Spicier: add a finely chopped fresh chile or a teaspoon of crushed Aleppo/Urfa pepper to the aromatics for warm, layered heat instead of a single sharp hit.
Refrigerate up to 2 days. Reheat gently in a low oven.
Lemon Herb Fish with Potatoes is celebrating Greek table culture of olive oil, herbs and unhurried Mediterranean meals. Regional variations are the rule rather than the exception — neighboring villages, families and even individual cooks adapt the dish to what's in the pantry and what's in season, which is why no two versions taste exactly alike and why the recipe has stayed alive for so long.
Yes — most of the components can be prepared up to a day in advance and refrigerated separately. Reheat gently and assemble just before serving so textures stay distinct.
Stay close to the role each ingredient plays: swap aromatics for similar ones (shallot for onion, lime for lemon), and keep the fat-acid-salt balance intact. Spice blends can usually be approximated with what's in the cupboard.

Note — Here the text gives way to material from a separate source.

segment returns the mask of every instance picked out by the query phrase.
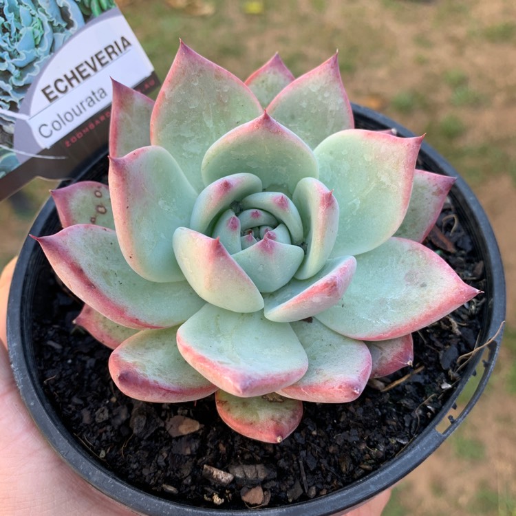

Authenticity sits on a spectrum — what matters more is honoring the technique and balance of flavors. If the dish tastes harmonious and respects how cooks in its home region would build it, you're on solid ground.
The two most common issues are under-seasoning and rushing the heat. Taste as you go, season in layers, and give aromatics and proteins the time they need to develop color and depth before moving on.